Monday, March 26, 2012
Ah, yes, it was a gorgeous day last Thursday, the last of the freaky Summer days we had in Toronto before normality came back. The high got up to about 26 degrees downtown...didn't even need a jacket. I met up with Shard at Christie Station for a bit of lunch and to touch base. We decided to make it a monthly thing.
Shard lives not too far away from Christie Pits, the main park in the area, so he is very well acquainted with Korea Town. I hadn't been there since I got back from Japan. I used to hit the neighbourhood from time to time to indulge in Korean BBQ with friends. I always had a good time there with the only casualties being my clothes and anyone who had the bad luck to sit beside me on the subway home.

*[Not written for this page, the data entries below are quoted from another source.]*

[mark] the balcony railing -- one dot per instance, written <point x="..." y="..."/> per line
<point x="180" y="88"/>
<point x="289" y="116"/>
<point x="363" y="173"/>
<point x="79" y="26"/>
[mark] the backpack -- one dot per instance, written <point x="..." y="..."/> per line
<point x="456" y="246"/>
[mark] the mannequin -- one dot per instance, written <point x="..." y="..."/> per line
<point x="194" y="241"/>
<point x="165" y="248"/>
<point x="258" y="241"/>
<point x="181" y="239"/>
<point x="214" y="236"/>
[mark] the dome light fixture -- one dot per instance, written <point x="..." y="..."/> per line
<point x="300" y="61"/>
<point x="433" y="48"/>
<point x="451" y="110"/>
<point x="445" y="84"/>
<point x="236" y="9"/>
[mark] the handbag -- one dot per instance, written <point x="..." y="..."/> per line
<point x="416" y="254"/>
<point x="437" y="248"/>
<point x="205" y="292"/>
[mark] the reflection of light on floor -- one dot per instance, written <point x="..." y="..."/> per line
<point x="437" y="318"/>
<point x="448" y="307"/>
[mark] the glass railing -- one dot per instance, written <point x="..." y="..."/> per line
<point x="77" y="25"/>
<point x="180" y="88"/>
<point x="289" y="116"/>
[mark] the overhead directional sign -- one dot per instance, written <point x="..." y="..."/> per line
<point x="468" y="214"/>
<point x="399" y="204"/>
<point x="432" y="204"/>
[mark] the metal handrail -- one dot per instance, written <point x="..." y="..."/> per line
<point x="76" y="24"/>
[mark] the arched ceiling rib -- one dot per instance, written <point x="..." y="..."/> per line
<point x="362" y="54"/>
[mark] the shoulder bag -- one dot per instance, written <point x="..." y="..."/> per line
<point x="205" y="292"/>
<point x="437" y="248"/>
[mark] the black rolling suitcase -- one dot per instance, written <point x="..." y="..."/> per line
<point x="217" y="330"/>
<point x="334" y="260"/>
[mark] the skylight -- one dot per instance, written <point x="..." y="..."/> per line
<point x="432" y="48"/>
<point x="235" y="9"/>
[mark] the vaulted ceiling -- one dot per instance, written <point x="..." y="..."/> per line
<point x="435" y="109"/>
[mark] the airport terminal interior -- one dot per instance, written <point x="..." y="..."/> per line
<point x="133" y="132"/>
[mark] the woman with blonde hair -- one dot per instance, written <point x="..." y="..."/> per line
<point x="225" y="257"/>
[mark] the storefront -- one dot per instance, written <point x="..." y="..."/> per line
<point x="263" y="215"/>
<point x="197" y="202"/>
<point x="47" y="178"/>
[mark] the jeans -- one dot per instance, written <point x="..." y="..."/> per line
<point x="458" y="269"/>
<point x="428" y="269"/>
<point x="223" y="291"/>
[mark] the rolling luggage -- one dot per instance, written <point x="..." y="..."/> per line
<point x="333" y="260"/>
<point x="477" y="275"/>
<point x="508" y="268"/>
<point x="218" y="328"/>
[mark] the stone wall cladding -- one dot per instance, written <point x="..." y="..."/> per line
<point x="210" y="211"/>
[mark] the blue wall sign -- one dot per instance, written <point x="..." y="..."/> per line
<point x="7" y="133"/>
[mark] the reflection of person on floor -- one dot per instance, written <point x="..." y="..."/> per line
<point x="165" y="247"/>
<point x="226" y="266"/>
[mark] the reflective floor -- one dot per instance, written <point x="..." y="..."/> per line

As I said, it was a gorgeous day in the city. Shard told me that there was some urban drift happening there as it had been for Chinatown. Apparently, a number of the Koreans who had first settled in the area have moved outwards to suburban homes. Now, a lot of them just work in Koreatown.
Shard took me to one of his haunts called The Thumbs Up Eatery...perfect for Henry "The Fonz"Winkler (if you don't understand the joke, you must be under 30 years of age). We got there about 11:45, and it was fairly busy but there were no problems about getting a table.

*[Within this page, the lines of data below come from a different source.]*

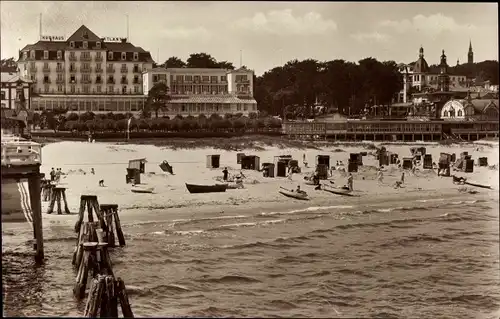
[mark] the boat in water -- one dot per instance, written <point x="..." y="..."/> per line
<point x="293" y="194"/>
<point x="142" y="189"/>
<point x="198" y="189"/>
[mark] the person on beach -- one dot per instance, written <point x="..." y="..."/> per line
<point x="350" y="182"/>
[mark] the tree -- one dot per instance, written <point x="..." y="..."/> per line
<point x="201" y="60"/>
<point x="174" y="62"/>
<point x="158" y="97"/>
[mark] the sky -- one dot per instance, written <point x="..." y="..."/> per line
<point x="263" y="35"/>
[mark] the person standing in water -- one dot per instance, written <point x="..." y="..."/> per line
<point x="350" y="182"/>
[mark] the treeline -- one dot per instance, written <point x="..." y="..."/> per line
<point x="118" y="122"/>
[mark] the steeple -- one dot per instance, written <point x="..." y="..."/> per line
<point x="470" y="54"/>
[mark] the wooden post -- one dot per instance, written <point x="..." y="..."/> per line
<point x="36" y="208"/>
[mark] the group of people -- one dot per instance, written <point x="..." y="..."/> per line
<point x="55" y="175"/>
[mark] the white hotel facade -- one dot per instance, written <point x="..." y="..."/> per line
<point x="88" y="73"/>
<point x="204" y="91"/>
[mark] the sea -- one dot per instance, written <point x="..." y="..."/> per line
<point x="421" y="259"/>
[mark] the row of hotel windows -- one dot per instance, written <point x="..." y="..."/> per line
<point x="84" y="55"/>
<point x="85" y="67"/>
<point x="196" y="78"/>
<point x="86" y="89"/>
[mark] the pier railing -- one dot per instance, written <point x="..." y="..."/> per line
<point x="17" y="151"/>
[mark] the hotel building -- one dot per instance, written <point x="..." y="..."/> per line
<point x="204" y="91"/>
<point x="85" y="73"/>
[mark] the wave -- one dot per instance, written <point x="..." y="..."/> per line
<point x="306" y="210"/>
<point x="231" y="279"/>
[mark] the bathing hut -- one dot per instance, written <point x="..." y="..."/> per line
<point x="407" y="163"/>
<point x="213" y="161"/>
<point x="139" y="164"/>
<point x="250" y="162"/>
<point x="268" y="169"/>
<point x="238" y="157"/>
<point x="281" y="165"/>
<point x="468" y="166"/>
<point x="483" y="161"/>
<point x="427" y="161"/>
<point x="356" y="157"/>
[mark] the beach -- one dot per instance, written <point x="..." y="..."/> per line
<point x="254" y="252"/>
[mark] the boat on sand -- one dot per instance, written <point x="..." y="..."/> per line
<point x="472" y="183"/>
<point x="142" y="189"/>
<point x="293" y="194"/>
<point x="198" y="189"/>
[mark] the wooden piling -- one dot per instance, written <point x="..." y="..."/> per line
<point x="110" y="212"/>
<point x="34" y="181"/>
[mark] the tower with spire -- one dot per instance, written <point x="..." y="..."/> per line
<point x="470" y="54"/>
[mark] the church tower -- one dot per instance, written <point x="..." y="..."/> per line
<point x="470" y="55"/>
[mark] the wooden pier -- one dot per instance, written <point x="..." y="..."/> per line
<point x="21" y="161"/>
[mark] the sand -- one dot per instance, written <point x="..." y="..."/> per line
<point x="111" y="160"/>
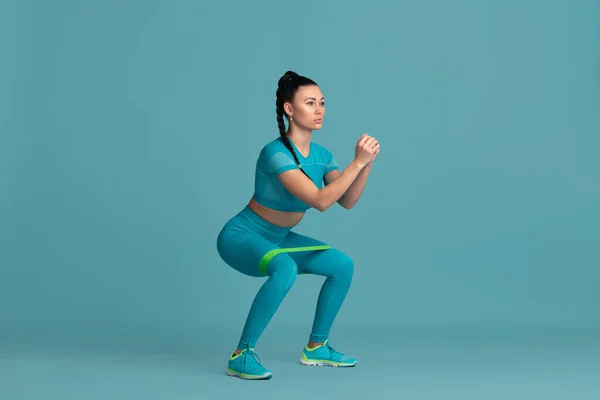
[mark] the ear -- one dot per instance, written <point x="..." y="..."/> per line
<point x="288" y="109"/>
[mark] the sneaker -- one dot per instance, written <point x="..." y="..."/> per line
<point x="247" y="365"/>
<point x="325" y="355"/>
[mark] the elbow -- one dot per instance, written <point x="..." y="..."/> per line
<point x="345" y="203"/>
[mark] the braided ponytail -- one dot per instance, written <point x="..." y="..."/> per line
<point x="286" y="89"/>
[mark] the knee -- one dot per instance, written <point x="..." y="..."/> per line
<point x="344" y="266"/>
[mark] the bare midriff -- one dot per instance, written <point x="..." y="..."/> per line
<point x="276" y="217"/>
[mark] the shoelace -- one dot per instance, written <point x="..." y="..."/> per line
<point x="333" y="352"/>
<point x="250" y="353"/>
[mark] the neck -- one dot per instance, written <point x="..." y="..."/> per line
<point x="301" y="138"/>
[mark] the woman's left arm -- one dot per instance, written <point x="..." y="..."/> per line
<point x="350" y="198"/>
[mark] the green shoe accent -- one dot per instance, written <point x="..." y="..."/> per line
<point x="325" y="355"/>
<point x="247" y="365"/>
<point x="264" y="261"/>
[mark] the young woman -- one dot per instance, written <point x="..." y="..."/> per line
<point x="293" y="174"/>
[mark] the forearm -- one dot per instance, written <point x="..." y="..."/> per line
<point x="336" y="189"/>
<point x="350" y="198"/>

For just $6.19, I could order a pretty heaping plate of Pork Kimchi, a sloppy mix of the famed fiery pickled cabbage with juicy slices of pork, next to a small hill of boiled rice. It was quite good although the kimchi was a bit sweeter than I'm used to. I kinda like my kimchi to have a bit more kick in the umami department. I used to make the dish myself occasionally on the weekends. Believe me, for you neophyte cooks, Pork Kimchi is one of the easiest things to fry up: just get 300 grams of any kind of pork, slice it all up into bite-sized pieces and then saute in oil for a few minutes. Then throw in a small package of kimchi. Nowadays, you can just buy the stuff at any Asian supermarket.
The condiments were purely complementary, and our very kind waitress even offered to get us one more round of them, but we begged off since our main dishes were more than enough to fill us up. There were the kimchi, the Korean slaw and some potatoes.

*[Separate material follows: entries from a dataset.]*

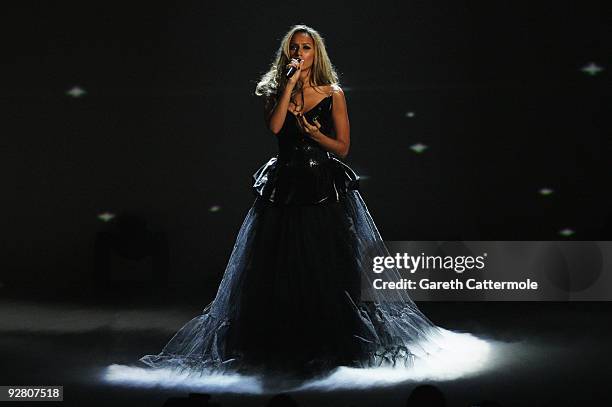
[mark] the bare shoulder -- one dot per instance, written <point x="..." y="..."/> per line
<point x="336" y="89"/>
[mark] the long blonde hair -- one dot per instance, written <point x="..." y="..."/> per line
<point x="322" y="72"/>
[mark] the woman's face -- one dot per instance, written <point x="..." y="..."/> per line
<point x="302" y="46"/>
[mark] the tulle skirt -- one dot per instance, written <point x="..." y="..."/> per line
<point x="296" y="297"/>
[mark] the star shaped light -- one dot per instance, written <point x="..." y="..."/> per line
<point x="106" y="216"/>
<point x="418" y="147"/>
<point x="546" y="191"/>
<point x="592" y="69"/>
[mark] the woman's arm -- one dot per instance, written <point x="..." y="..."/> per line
<point x="340" y="145"/>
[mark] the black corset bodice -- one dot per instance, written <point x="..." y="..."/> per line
<point x="303" y="173"/>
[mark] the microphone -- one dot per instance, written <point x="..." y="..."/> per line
<point x="292" y="69"/>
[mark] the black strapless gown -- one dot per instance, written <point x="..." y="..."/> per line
<point x="290" y="300"/>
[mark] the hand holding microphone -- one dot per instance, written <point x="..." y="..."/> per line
<point x="294" y="66"/>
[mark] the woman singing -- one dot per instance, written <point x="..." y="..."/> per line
<point x="296" y="297"/>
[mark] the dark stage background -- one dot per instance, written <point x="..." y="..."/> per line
<point x="168" y="129"/>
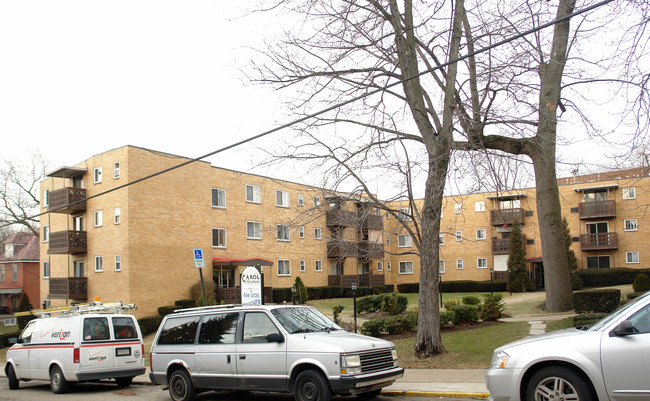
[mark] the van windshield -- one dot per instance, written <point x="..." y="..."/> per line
<point x="303" y="320"/>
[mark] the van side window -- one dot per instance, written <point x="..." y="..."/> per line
<point x="96" y="328"/>
<point x="257" y="326"/>
<point x="181" y="330"/>
<point x="219" y="329"/>
<point x="123" y="327"/>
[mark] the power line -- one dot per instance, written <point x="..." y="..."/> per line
<point x="333" y="107"/>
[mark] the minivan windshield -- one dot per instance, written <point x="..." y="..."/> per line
<point x="303" y="320"/>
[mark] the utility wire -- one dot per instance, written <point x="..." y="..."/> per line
<point x="334" y="107"/>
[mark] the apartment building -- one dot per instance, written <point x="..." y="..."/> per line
<point x="134" y="243"/>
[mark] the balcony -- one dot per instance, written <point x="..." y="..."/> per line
<point x="370" y="250"/>
<point x="501" y="217"/>
<point x="341" y="218"/>
<point x="339" y="249"/>
<point x="598" y="242"/>
<point x="59" y="201"/>
<point x="68" y="288"/>
<point x="597" y="210"/>
<point x="72" y="242"/>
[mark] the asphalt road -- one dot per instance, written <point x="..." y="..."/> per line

Shard's choice was a bowl of kimchi ramen. Not sure what that white stuff was in the centre. I think it was probably the Korean version of kamaboko, Japanese fish cake...a de rigueur addition to an Asian bowl of noodle soup.
I would definitely go to the place again since the food was filling and the service was very nice. The waitress was even willing to break my $100 bill...not an easy thing to do in this town.